Hockey is about playing on the frozen river, when it is so cold outside the tips of your fingers, your toes and your ears get frostbitten. As kids, we would shake it off, laugh it off, even though it might mean a life-long arthritis affliction. Richards’ river was the mighty Miramichi, in the north-east of New Brunswick, frozen solid most of the winter, until, as he says, the smell of sulphur came up river from the paper mill, and you knew spring was on its way. Richards’ river was the kind all of us have skated on, at sometime, and some of us have maybe broken through, a little bit. Maybe enough to wet a skate, or get a soaker. In Hockey Dreams, Richards’ best friend fell right through the ice. He had to be pulled out by his friends, who reached into the freezing water to grab his hair and his ears to get his head above the ice level.

 

But Richards’ river is also the metaphorical river, in every town, city and county. It is the river that you can never fall into twice. Like life itself, it always changes. And it is our lives, winding slowly, freezing with the seasons, opening again in time for baseball season.

 

And it is this river, both real and symbolic, that Richards writes about in Hockey Dreams: Memories of a Man Who Couldn’t Play. This is Richards growing up in the 1960’s, moving away, coming home again, only its never the same, as he describes standing on the spot where his friend’s old house had been torn down. “I went back to that spot, as if to examine my youth. Cattails and thorned alders grew against the pale November sky. In the tatters of the house, graced with the smell of longing and November smoke, the coat that Michael had bought Tobias with the Bingo money sat crumpled up in a hole in one of the fallen walls. As if it was at one point, years before, used by someone to stop some unstoppable draft,” he writes.

 

Richards is so good as a witness and a writer, that sometimes you can just smell those wood fires burning behind the old outdoor rinks. And he tells such wonderful tales that you just have to laugh right out loud. Like this one: on a hockey trip to Boston, with his father suffering from narcolepsy, and the car going 60 miles an hour, the boys shout at their father to wake up, and go for a run.

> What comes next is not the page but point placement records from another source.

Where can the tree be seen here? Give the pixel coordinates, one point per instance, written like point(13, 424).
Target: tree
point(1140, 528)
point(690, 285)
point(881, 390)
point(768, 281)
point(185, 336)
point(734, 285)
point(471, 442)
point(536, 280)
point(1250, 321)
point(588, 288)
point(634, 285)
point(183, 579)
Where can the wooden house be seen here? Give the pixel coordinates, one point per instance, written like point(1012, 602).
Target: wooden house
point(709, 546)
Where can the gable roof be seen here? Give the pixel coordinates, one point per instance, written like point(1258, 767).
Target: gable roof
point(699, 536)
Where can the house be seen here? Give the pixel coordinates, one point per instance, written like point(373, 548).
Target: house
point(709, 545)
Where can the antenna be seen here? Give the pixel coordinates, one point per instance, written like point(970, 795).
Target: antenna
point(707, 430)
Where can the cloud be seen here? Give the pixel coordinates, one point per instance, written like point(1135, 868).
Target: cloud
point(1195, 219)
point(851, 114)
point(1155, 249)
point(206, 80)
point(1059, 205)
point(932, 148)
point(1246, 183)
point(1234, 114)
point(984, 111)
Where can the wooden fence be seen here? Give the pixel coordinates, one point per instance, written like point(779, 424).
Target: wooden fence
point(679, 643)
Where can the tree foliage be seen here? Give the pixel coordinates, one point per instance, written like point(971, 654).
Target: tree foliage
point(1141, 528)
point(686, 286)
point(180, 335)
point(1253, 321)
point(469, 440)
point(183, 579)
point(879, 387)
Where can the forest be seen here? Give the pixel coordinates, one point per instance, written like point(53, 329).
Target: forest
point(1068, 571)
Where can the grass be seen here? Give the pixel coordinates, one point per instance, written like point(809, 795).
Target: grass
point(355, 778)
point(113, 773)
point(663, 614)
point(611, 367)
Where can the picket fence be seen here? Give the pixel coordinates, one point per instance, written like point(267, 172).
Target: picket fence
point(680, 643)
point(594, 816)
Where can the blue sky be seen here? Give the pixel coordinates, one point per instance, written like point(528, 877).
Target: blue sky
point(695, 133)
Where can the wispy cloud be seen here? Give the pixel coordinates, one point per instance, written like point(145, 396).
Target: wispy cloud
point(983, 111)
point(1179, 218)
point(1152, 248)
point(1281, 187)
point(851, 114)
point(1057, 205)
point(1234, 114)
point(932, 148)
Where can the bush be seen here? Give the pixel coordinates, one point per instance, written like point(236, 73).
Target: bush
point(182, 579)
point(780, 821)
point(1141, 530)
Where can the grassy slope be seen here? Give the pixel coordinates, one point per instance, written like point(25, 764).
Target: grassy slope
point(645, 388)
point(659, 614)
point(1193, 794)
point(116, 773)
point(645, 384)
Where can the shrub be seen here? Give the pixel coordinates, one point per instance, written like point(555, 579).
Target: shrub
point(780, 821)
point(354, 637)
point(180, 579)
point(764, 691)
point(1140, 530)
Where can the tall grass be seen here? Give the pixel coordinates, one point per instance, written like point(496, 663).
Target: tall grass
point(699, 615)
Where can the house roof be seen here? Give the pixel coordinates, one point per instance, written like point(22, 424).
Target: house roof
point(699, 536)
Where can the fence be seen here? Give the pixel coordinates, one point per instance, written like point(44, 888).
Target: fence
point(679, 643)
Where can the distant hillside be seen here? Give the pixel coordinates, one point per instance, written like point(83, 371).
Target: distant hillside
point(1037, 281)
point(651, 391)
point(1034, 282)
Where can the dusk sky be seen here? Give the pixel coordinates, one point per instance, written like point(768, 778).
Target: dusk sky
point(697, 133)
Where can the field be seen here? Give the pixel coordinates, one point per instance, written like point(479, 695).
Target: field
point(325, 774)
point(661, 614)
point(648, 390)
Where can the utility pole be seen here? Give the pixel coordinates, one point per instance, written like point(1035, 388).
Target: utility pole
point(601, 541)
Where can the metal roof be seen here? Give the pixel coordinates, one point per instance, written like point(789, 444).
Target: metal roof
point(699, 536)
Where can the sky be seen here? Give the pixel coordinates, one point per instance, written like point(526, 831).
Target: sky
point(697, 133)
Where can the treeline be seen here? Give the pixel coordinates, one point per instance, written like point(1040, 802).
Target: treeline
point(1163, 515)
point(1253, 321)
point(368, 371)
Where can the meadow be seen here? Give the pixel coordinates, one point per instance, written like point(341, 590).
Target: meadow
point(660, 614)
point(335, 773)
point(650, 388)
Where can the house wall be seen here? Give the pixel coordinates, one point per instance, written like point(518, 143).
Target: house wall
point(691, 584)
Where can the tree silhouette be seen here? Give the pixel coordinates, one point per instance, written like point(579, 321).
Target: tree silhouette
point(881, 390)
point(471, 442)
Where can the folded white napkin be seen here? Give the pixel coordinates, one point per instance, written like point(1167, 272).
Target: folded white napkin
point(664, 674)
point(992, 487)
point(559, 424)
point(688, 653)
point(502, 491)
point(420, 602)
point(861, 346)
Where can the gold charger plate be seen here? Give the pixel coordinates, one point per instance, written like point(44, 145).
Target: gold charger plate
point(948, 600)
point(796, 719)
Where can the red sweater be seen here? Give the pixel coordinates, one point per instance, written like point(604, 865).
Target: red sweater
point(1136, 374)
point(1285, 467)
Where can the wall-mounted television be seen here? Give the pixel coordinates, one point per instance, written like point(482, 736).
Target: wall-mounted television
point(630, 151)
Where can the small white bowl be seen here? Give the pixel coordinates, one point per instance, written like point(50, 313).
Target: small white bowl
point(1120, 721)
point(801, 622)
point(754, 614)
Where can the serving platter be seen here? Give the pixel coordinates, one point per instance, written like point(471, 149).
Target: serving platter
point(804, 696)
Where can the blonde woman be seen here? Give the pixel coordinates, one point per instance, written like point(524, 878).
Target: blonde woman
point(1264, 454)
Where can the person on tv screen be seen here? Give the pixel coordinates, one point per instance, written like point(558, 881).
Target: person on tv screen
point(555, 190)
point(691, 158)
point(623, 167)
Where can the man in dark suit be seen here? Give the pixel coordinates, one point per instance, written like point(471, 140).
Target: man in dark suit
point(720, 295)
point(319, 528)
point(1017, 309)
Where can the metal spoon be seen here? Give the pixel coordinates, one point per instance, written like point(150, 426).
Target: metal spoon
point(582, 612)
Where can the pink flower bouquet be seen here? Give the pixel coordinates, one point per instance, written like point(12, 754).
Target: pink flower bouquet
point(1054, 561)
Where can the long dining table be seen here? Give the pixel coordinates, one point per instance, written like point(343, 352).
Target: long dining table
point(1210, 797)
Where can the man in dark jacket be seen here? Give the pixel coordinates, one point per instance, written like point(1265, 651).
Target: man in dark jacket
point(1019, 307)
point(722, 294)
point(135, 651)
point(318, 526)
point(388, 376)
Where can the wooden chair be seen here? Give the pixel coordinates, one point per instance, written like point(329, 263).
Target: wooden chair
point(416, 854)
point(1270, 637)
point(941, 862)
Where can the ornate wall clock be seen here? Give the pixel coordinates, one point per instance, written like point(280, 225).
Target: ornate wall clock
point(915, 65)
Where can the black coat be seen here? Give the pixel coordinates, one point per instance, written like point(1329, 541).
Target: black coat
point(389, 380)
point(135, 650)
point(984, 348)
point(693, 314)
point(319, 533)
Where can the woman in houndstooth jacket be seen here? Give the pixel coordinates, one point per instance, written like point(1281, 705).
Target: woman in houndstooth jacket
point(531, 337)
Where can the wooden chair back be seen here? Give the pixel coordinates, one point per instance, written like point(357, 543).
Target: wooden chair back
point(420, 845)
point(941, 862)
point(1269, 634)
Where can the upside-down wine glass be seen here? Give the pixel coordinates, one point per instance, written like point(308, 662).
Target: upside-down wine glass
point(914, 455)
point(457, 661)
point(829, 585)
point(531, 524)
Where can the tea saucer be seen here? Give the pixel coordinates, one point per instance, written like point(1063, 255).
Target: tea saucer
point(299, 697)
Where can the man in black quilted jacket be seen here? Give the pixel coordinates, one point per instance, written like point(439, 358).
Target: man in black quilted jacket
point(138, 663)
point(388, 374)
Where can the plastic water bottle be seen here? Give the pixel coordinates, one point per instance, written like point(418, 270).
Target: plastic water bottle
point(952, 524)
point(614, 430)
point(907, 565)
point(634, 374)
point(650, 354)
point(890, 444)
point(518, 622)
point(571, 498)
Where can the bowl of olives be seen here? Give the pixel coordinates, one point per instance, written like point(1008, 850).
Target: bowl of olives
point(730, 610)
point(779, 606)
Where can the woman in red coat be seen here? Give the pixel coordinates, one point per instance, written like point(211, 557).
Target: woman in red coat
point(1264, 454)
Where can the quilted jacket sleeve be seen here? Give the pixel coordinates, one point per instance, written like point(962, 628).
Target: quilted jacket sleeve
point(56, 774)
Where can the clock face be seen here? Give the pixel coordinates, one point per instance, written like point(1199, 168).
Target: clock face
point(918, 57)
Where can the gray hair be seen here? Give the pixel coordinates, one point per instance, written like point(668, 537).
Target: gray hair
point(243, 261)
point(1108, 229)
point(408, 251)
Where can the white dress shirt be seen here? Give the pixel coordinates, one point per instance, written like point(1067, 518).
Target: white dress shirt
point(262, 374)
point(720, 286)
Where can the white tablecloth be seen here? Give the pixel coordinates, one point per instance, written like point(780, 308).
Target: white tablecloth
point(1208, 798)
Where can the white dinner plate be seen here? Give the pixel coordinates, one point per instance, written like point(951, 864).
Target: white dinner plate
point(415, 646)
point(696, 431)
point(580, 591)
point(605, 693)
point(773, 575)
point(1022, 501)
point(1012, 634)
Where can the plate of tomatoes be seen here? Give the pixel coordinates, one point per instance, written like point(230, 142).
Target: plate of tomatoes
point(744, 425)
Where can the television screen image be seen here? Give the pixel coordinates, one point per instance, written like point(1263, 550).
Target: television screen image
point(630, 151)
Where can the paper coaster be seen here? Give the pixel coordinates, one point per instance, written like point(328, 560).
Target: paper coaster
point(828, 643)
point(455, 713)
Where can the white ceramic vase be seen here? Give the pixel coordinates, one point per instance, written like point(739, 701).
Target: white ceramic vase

And he stops the car, runs 2 miles and comes back, and keeps driving. Only his own two sons knew he had been driving, and sleeping, and they did not tell the other kids in the car.

 

This is Richards’ personal story, but it applies to me and my kids on another river, only 100 miles away. And it applies to kids from Newfoundland to British Columbia. It is funny, its sad, its carefree and its very touching.

 

And for Canadians, like life itself, hockey runs through it.

 

 

Mike Gange teaches media studies and journalism at Fredericton High School.